Using Technology to Reform Advising: Insights From Colleges

Using Technology to Reform Advising: Insights From Colleges

Increasingly, colleges are using new technologies to address challenges created by high student-to-advisor ratios and by student unfamiliarity in navigating college. Sometimes referred to as Integrated Planning and Advising Services (IPAS), these technologies provide an array of student support-focused functions, including course management, degree planning, and early alerts. Yet colleges and college personnel often approach IPAS as a technology deployment rather than as a mediator of reform. Ideally, IPAS motivates a college to rethink and reform its advising system.

This guide summarizes findings from a study in which we examined how six colleges planned for and began IPAS implementation and associated reform, and how they addressed the surprises and challenges they encountered.
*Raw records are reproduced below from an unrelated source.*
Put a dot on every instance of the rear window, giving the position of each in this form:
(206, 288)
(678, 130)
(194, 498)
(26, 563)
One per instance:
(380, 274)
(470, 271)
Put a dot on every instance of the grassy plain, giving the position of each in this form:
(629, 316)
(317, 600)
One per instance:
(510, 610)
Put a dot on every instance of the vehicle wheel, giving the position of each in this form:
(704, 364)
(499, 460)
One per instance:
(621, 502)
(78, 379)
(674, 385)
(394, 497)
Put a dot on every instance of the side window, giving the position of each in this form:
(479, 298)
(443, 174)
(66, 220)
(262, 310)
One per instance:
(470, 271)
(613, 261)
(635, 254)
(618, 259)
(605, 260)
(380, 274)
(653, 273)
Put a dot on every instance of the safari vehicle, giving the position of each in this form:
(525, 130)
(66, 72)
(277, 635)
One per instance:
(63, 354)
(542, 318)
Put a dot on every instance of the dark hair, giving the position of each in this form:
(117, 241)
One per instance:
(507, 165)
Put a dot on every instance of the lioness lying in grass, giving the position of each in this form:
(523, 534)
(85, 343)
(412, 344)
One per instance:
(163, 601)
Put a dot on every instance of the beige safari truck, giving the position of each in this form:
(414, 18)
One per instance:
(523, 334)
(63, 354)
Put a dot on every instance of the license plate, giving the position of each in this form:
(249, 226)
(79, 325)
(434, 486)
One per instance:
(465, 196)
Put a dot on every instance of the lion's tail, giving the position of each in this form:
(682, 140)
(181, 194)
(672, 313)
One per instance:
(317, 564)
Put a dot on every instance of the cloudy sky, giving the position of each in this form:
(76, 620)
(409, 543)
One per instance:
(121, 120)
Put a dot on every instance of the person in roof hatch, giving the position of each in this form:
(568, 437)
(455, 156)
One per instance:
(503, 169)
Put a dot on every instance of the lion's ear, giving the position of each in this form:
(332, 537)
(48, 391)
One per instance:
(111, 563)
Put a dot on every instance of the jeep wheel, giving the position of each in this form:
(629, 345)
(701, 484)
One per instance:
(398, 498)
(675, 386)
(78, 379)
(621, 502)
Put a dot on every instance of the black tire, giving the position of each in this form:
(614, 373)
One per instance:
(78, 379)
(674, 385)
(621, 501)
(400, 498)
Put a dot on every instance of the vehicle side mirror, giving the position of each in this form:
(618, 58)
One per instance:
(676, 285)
The guide and the Questions-to-Ask supplement aim to help college practitioners embarking on advising reform anticipate and plan for the kinds of challenges that peer institutions have faced, so they can improve their chances for successful implementation and end-user adoption.

The authors identify three key lessons:

  1. Implementation is about more than technology.
  2. Good project management is essential.
  3. An IPAS-ready culture facilitates reform.

In describing each lesson, they provide specific examples from the six colleges and share strategies they used to move their projects forward.